Place an equal number of soffit vents on both sides of the house, evenly spaced along the soffits. Look for nails and seams in the soffit that indicate framing locations, and avoid placing vents over the framing. To mark cutting lines on the soffit, make a cardboard template that's 1 in. smaller than the vent. If your house doesn't have soffits, one solution is to install roof vents near the lower edge of the roof. For better-looking solutions, call a roofing supplier (look under "Roofing Materials" in the Yellow Pages) or check out the vented drip edge at www.airvent.com (800-247-8368).
Add baffles in the attic
If your attic is well insulated, the insulation might be plugging the spaces between rafters just above exterior walls. That means air can't flow from the soffit vents to the roof vents. The solution is to add baffles, which allow air to flow past the insulation (Photo 9). Baffles are available at home centers for about 50 cents each. Installing them can be a nasty job, done in a dark, cramped, dusty space. In an older home, you might also find wood blocking between rafters that needs to be cut, pried or drilled out in order to open an air passage.
Stay safe on the roof
* Buy roof jacks ($7 each). These metal brackets support a plank that keeps you and your tools from sliding down the roof.
* Rent a personal fall arrest system (PFAS) for about $35 per day. You may have to call several rental centers to find one.
* Wear soft-soled shoes for the best traction.
* Clean up sawdust and debris to prevent slips and trips.
* Wet shingles are slippery. Stay off them until they dry.
1 Center nails between rafters 18 in. from the roof's peak. Drive nails up through the sheathing and shingles to mark vent locations.

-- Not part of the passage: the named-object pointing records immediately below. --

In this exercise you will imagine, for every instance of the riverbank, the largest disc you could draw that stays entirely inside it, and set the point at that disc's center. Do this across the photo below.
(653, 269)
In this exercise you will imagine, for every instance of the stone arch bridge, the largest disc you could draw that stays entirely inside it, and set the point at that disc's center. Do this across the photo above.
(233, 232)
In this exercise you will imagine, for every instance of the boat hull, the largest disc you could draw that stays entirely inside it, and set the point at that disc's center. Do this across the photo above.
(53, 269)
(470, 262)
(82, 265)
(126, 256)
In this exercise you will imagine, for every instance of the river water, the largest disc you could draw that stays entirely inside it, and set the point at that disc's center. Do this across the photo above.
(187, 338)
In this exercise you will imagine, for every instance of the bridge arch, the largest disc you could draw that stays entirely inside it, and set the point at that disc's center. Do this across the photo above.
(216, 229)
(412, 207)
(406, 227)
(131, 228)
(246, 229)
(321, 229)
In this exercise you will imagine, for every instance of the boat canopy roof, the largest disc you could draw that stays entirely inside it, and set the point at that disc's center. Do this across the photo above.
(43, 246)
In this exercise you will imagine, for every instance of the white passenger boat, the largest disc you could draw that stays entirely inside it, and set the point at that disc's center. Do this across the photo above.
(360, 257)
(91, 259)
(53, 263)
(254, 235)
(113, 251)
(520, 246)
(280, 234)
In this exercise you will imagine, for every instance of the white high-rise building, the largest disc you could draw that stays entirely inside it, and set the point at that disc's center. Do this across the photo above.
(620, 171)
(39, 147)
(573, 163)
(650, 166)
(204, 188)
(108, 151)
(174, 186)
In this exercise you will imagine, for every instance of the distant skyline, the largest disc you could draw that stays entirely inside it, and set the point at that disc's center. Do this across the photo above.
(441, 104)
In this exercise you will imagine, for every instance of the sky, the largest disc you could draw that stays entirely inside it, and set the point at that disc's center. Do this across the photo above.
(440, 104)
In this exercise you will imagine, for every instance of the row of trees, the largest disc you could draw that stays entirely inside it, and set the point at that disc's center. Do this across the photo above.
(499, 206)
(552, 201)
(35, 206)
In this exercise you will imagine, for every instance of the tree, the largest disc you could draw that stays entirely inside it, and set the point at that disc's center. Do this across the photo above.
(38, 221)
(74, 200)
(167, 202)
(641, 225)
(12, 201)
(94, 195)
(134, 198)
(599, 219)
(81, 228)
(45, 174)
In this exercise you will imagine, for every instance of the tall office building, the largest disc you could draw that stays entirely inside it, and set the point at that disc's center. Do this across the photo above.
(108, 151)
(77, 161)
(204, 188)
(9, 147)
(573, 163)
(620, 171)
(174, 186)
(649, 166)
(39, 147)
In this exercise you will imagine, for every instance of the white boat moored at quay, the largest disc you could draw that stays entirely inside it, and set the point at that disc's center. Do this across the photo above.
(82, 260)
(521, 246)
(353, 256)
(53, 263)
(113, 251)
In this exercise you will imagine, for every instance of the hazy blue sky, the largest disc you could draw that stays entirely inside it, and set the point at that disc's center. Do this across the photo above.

2 Cut shingles with a utility knife. Make the cutout area 1/2 in. larger than the vent opening. Chalk provides an easy-to-see cutting line.
3 Cut a hole in the roof sheathing with a jigsaw or reciprocating saw. Drill a starter hole so you can insert the blade to begin the cut.
4 Slip a pry bar between the shingles and separate the self-sealing adhesive. Then remove any shingle nails that prevent the vent from sliding into place.
5 Slide the vent into place. Nail the lower edge with roofing nails.
6 Apply roof cement where shingles meet the vent. Add a dab of cement to secure the shingles to the vent base.
7 Cut holes for soffit vents with a jigsaw. Make the hole dimensions 1 in. smaller than the length and width of the vent.
8 Screw soffit vents into place with the fins pointing toward the house. Prime and paint vents to match the soffit, but don't plug the inner screen with paint.
9 Staple baffles into the spaces between rafters so air flowing in through the vents can flow past the insulation.